Other guests included UN Secretary-General António Guterres, EU Commission President Jean-Claude Juncker and NATO Secretary General Jens Stoltenberg.

Arriving from the US were Secretary of Defense General James Mattis and National Security Advisor to US president Donald Trump, H.R. McMaster. The delegation of the US Congress was chaired by Senators Sheldon Whitehouse and Robert Corker.

Other visiting heads of state and heads of government included Ukrainian president Petro Poroshenko, Rwandan President Paul Kagame, and Emir of Qatar Sheikh Tamim bin Hamad Al Thani.
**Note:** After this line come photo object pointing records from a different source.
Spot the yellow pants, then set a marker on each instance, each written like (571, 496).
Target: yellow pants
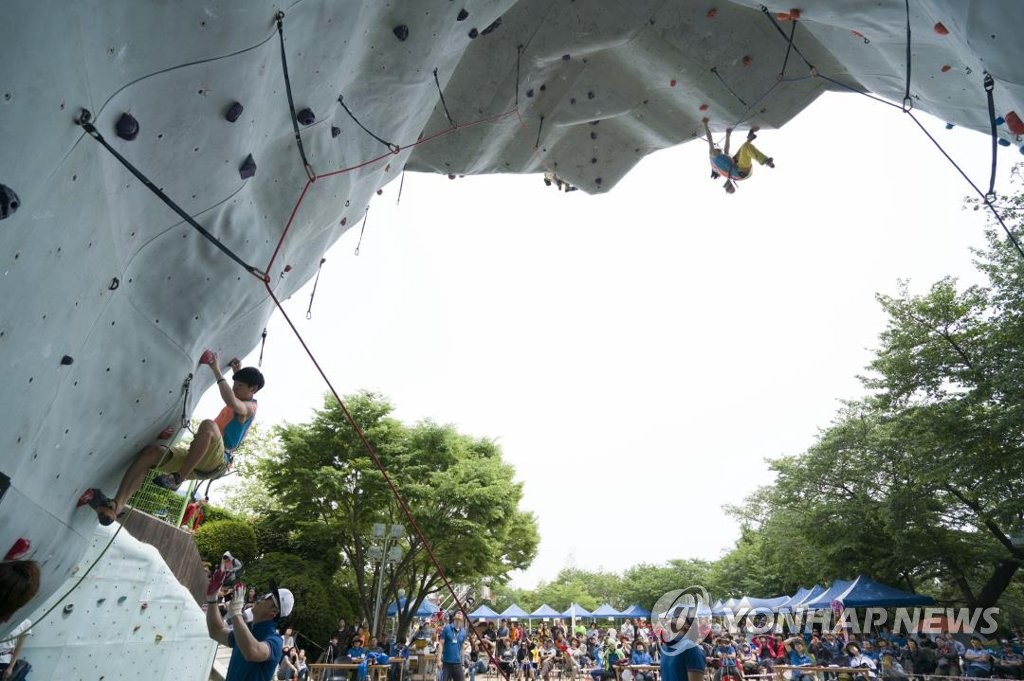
(745, 157)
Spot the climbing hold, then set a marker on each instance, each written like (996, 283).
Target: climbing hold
(19, 549)
(1015, 124)
(127, 127)
(8, 202)
(233, 112)
(248, 167)
(494, 27)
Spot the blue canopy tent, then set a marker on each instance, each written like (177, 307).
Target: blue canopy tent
(513, 611)
(576, 610)
(801, 594)
(606, 610)
(865, 592)
(636, 611)
(484, 612)
(544, 611)
(426, 608)
(823, 602)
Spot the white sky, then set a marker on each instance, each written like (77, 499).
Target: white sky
(638, 354)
The prime minister of the United Kingdom Theresa May, her Austrian counterpart Chancellor Sebastian Kurz and the Turkish prime minister Binali Yıldırım also participated in the MSC, as well as the Polish prime minister Mateusz Morawiecki and the Iraqi Prime Minister Haider al-Abadi.
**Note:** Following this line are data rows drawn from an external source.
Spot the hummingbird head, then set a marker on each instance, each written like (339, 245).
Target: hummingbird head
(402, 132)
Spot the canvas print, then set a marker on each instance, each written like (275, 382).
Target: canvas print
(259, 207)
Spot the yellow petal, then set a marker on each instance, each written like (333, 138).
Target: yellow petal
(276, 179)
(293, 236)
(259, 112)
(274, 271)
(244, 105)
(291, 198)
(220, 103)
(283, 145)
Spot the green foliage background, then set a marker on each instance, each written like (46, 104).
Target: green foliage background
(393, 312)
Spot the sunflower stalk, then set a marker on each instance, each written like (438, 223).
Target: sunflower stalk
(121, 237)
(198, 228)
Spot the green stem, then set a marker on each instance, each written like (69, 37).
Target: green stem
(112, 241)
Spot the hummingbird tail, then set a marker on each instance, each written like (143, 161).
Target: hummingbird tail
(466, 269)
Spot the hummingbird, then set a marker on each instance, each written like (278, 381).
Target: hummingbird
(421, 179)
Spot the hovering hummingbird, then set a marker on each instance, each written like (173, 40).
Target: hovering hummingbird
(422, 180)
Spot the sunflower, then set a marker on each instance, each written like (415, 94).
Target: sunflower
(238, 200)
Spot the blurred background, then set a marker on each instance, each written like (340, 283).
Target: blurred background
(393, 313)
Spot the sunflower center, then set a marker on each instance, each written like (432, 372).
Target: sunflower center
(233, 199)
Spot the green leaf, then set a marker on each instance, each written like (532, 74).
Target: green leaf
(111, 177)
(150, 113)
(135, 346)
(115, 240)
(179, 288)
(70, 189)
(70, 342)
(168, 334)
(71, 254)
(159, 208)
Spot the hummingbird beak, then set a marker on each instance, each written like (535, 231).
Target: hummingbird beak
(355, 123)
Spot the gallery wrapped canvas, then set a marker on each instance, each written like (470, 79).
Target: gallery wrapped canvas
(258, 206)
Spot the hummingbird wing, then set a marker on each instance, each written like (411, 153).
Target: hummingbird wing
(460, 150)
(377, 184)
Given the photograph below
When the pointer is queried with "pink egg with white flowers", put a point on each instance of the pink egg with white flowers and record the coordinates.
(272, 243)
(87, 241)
Numerous international organizations were also represented at MSC 2018. Secretary-General of the Organization for Security and Co-operation in Europe Thomas Greminger, Chief Prosecutor of the International Criminal Court Fatou Bensouda and director of the International Monetary Fund Christine Lagarde participated. Other participants also included, Commission President of the African Union Moussa Faki Mahamat, Director of the World Food Programme David Beasley, President of the International Committee of the Red Cross Peter Maurer, and executive director of Human Rights Watch Kenneth Roth.
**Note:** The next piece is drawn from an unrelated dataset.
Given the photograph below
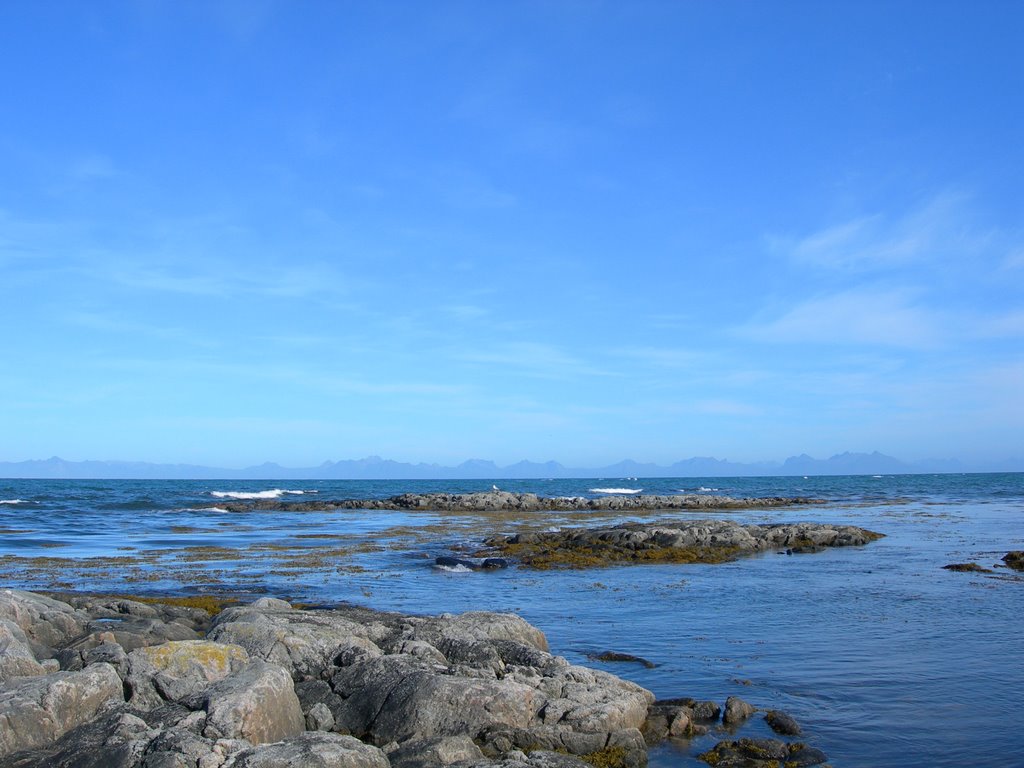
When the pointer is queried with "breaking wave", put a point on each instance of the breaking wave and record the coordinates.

Representatives of the leading federal regimes which attended the conference together with more than 30 members of parliament from all political groups were Federal Foreign Minister Sigmar Gabriel, Defence Minister Ursula von der Leyen, Federal Interior Minister Thomas de Maizière and Federal Minister for Economic Cooperation and Development Gerd Müller.

== Side events ==
The main conference was accompanied by numerous side events organized by international institutions and organizations. These included the United Nations, the African Union, the International Committee of the Red Cross, the Organization for Security and Co-operation in Europe, NATO, and NGOs and institutions such as the Robert Bosch Stiftung, the International Cooperation Agency (GIZ), Transparency International, German Aerospace Center, the Bill & Melinda Gates Foundation, the Stockholm International Peace Research Institute, the Center for Strategic and International Studies and the Atlantic Council.

In addition, there were public events such as a literary series with the Börsenverein des Deutschen Buchhandels (German book trade association ) and several events on technology and cyber issues. On the eve of the conference, MSC hosted a "Town Hall Meeting" entitled "The Force Awakens: Artificial Intelligence and Modern Conflict" at the Hotel Bayerischer Hof.

== Award ceremonies ==
The American politician John McCain was awarded the Ewald von Kleist Prize for his services to the transatlantic relationship and the security conference. Since Senator McCain could not travel to Munich due to illness, his wife Cindy accepted the prize on his behalf. For many years, Senator McCain led US congressional delegations at security conferences.
Wolfgang Ischinger, chairman of the conference, was awarded the Nunn-Lugar Award for Promoting Nuclear Security by the Carnegie Corporation and the Carnegie Endowment for International Peace.

== Statements ==
Nicholas Burns, the former US Ambassador to NATO, stated: "We have troops in Poland and three Baltic countries. I think NATO is unified. We have to continue the sanctions against Russia." Konstantin Kosachev, the chairman of the Foreign Affairs Committee of the Russian Senate, claimed that "NATO’s continued existence provokes new threats, rather than overcoming them. This conference has always been anti-Russian. Unfortunately, they try to blame Russia for all the problems facing the West." German Foreign Minister Sigmar Gabriel accused Russia and China of trying to "undermine" the liberal Western world order. Gabriel said that "Nobody should attempt to divide the European Union: not Russia, not China and also not the United States."

== Security Measures ==
The Munich city centre was guarded by 4,000 police officers. According to the police, around 20 counter-demonstrations were planned.